O meu sogro percebe mais de carpintaria do que de electrónica, mas, com a dose certa de paciência, arranjou um aspirador e uma rebarbadora porque tentou perceber a razão do problema. Ele foi, para mim, testemunho de que nem tudo o que deixa de funcionar é descartável. Por analogia, nos primórdios da humanidade havia uma relação equilibrada com o mundo natural e, em muitas culturas indígenas, o respeito pelas plantas e pelos animais passava por um maior conhecimento do seu modo de viver e de como esse se liga ao nosso estilo de vida.
De um lado existem movimentos espaciais que se esforçam por encontrar vida fora do planeta Terra. E de outro lado, existem movimentos ambientais que se esforçam por nos reencontrarmos com a vida dentro do nosso planeta. O escritor Frank White propõe que unamos os movimentos espaciais e ambiente através do Efeito Visão Global (Overview Effect).

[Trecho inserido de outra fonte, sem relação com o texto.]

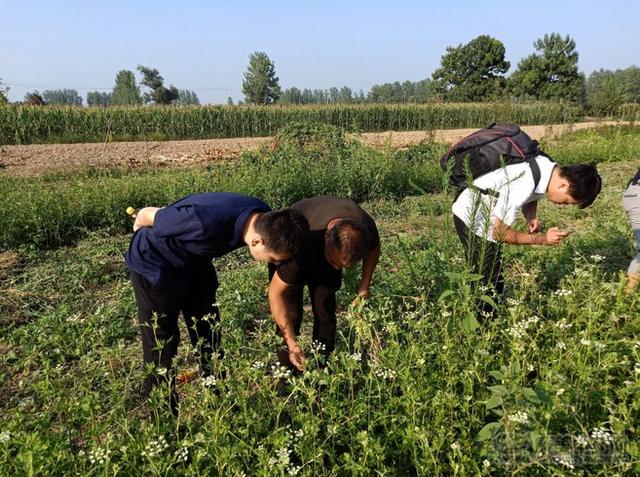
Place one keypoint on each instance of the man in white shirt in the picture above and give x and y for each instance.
(484, 213)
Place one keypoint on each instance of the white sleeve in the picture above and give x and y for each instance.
(513, 195)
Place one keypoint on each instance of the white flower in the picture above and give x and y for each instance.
(155, 447)
(293, 469)
(519, 417)
(258, 365)
(319, 346)
(385, 373)
(564, 460)
(582, 441)
(600, 434)
(563, 292)
(563, 324)
(281, 459)
(280, 372)
(209, 381)
(98, 456)
(519, 330)
(182, 454)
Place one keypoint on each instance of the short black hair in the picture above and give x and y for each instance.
(283, 231)
(350, 236)
(584, 183)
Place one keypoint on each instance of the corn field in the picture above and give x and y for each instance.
(43, 124)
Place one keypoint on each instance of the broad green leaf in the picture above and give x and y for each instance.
(470, 323)
(494, 401)
(531, 396)
(489, 300)
(534, 439)
(499, 389)
(453, 276)
(445, 294)
(497, 374)
(488, 431)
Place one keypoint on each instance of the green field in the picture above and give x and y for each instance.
(46, 124)
(550, 387)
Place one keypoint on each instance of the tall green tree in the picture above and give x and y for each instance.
(4, 93)
(551, 73)
(607, 90)
(260, 84)
(187, 98)
(474, 71)
(159, 94)
(68, 97)
(97, 98)
(125, 91)
(34, 99)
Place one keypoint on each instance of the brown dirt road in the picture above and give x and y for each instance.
(38, 159)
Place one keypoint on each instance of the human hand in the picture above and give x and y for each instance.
(534, 226)
(363, 295)
(554, 236)
(296, 355)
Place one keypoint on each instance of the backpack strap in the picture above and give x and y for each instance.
(535, 170)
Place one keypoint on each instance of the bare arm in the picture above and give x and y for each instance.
(530, 210)
(368, 266)
(145, 217)
(503, 233)
(278, 290)
(530, 214)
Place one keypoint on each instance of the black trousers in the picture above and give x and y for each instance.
(323, 308)
(485, 258)
(158, 311)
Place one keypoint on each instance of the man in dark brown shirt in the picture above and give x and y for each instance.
(340, 235)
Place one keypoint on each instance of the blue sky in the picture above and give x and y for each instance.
(204, 46)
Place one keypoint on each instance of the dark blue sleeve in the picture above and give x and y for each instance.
(178, 221)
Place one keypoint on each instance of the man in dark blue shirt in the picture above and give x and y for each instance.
(170, 262)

O Efeito Visão Global adveio de uma alteração cognitiva na consciência dos astronautas ao observarem a Terra a partir do espaço ou da Lua. A consciência da fragilidade do nosso planeta, suspensa no vazio do espaço, a proteger uma incomensurável biodiversidade única no nosso sistema solar e, tanto quanto sabemos, na parte do universo mais próxima de nós. A atmosfera que nos protege possui a grossura de uma folha de papel quando comparada com o tamanho do nosso planeta. E visto do espaço, as fronteiras entre países não se notam, ou parecem mesmo desaparecer. Os conflitos parecem irrelevantes diante da visão de uma casa comum onde habita a família da criação. Do espaço é impossível não sentir o desejo que uma unidade diferente e mais profunda com este “pálido ponto azul” revelado pela sonda Voyager 1 a 14 de fevereiro de 1990 numa foto tirada a seis mil milhões de quilómetros de distância da Terra. O desejo suscitado pelo efeito visão global é o de aprofundar a relacionalidade das coisas da Terra com a unicidade experimentada quando a contemplamos a partir do espaço. Mas esse desejo está afectado por uma crise.

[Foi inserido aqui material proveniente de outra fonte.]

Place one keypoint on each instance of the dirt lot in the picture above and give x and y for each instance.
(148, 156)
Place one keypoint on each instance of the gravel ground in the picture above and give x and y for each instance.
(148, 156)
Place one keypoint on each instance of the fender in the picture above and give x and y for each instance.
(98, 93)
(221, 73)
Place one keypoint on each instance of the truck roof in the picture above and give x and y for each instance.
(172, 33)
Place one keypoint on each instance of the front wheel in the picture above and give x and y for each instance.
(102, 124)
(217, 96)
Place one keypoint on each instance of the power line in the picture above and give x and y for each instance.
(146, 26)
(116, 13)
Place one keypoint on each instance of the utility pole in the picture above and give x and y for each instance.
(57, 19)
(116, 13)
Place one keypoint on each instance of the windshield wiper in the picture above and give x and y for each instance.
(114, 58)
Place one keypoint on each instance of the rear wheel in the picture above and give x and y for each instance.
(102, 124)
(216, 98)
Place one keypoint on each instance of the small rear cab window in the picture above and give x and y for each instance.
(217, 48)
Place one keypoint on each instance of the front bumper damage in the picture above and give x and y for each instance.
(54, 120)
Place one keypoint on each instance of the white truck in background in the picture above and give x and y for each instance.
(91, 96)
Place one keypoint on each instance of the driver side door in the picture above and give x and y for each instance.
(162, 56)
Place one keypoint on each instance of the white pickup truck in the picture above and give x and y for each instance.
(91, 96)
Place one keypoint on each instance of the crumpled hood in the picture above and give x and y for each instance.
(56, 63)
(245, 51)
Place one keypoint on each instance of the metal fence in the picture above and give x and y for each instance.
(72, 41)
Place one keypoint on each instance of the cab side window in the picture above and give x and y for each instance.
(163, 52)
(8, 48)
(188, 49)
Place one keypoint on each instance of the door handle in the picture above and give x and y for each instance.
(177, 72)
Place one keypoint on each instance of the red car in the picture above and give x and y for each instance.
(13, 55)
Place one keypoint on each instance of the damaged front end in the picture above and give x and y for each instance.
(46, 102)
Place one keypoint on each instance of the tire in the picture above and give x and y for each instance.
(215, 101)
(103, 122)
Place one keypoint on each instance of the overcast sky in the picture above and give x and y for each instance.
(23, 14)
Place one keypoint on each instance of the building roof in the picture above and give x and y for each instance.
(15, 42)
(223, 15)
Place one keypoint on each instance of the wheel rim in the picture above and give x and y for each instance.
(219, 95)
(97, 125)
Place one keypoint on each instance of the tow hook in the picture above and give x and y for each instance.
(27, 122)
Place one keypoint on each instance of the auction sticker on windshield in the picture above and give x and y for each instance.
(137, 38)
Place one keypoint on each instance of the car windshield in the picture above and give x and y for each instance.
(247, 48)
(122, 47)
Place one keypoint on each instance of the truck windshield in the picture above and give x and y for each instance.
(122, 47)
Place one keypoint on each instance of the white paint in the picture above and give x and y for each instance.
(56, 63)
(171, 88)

A crise ambiental tem muitas origens, mas uma delas está no corte entre fé e ciência. Enquanto a ciência ajuda-nos a descobrir e compreender o ambiente exterior onde estamos imersos, a fé ajuda-nos a descobrir e compreender o ambiente interior e profundo dentro da nossa mente-coração-espírito. Da nossa mente porque através dela tomamos consciência de quem somos, daquilo que acontece à nossa volta e como afecta interiormente. Do nosso coração que palpita ao sabor da emoção que o sentido e significado das coisas desperta dentro de nós. Do nosso espírito que nos faz experimentar dimensões da realidade que estão para além do tempo e do espaço, perceptíveis apenas a partir do nosso interior.Uma aproximação entre o conhecimento científico e o saber proveniente da espiritualidade faz-se através da filosofia e da criatividade.
Não sou filósofo, mas recordo-me de que o significado de “filosofia” é “amor à sabedoria”. A filosofia é uma linguagem através da qual procuramos tirar o nosso pensamento das coisas banais, de modo a abri-lo às realidades profundas. Podemos ter a ideia do filósofo como a de alguém que diz frases, aparentemente, muito bonitas, mas cujo significado parece desligado da vida concreta onde tudo se joga. Mas se acolhêssemos a ideia de pensar como um acto de amor que só se realiza quando é partilhado, poderíamos experimentar como partilhar um pensamento com o outro pode ser uma demonstração de amor por ele. Mas um pensamento como acto de amor só pode vir de uma vida profunda.
A era do entretenimento em que vivemos desvia a nossa atenção dos pensamentos sobre como podemo-nos envolver mais com o mundo natural e desvia os nossos comportamentos na direcção de uma vida superficial. É aqui que a criatividade proveniente do saber espiritual pode trabalhar dentro de nós a reflexão que ajuda a tomar a decisão sobre aquilo que deve mudar fora de nós.
A criatividade através de uma palavra escrita, uma imagem pintada, uma melodia tocada ou cantada, são o bálsamo espiritual esquecido que, se fosse mais desenvolvido, regeneraria a cultura da unidade entre os ambientes interior e exterior para entender a unicidade possível entre nós e toda a vida na Terra.